There are 14.5 million Americans who fall into the recommended category for lung cancer screening, and some research indicates that up to 60,000 people a year could be saved if everyone got screened once was in the recommended category.

Augenstein said he doesn’t dwell on the data.

“I don’t think I’m going to pay too much attention to numbers; I think I’m going to be careful about feeling good, following my doctor’s orders, making informed judgments when I can.

‘Let’s go on’

Augenstein said he would start chemotherapy and radiation before the end of the year and would continue to work.

He still coughs fairly regularly – “I cough less when I’m not talking” – and now speaks while breathing deeply, going as long as he can and catching his breath. Most of his reporting involves recording, so if his cough interrupts a sentence, he can start over at the break.

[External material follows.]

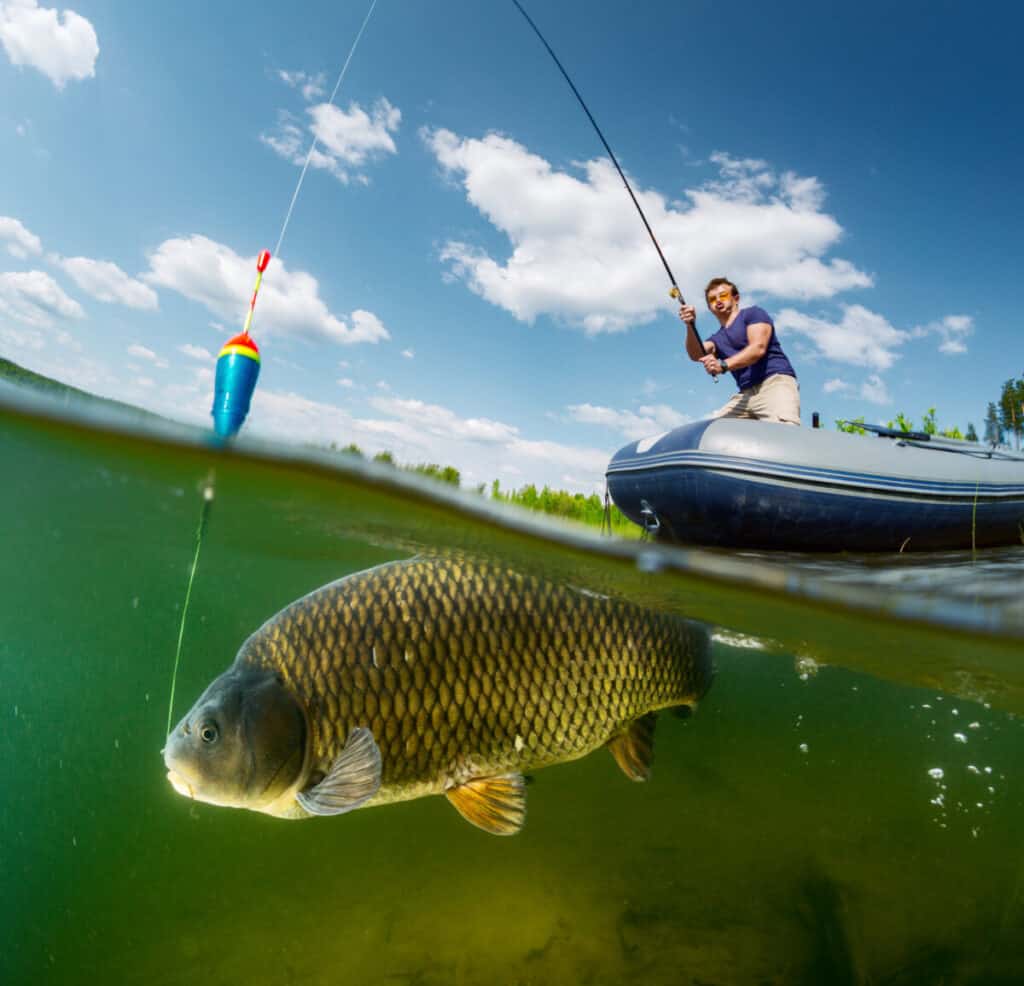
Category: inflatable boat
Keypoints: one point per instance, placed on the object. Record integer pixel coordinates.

Acid reflux is probably in his future, due to the treatments, but “my voice box is fine, so my suave tones shouldn’t be affected by all this treatment.” He added: “WTOP has been wonderful [as far as] ‘Do what you want to do, what you need to do, what you prefer; let us know what we can do to help you. And I love my job. »

He is 63, 17 years younger than his father at the time of diagnosis, and says he is in good health – “apart from having cancer” – and is looking forward to it.

“Right now, I will be living with cancer. And I think I want my life to be happy and healthy and full of hope. And I’m very encouraged right now.

“So, let’s – you know, let’s carry on. Let’s see where we end up.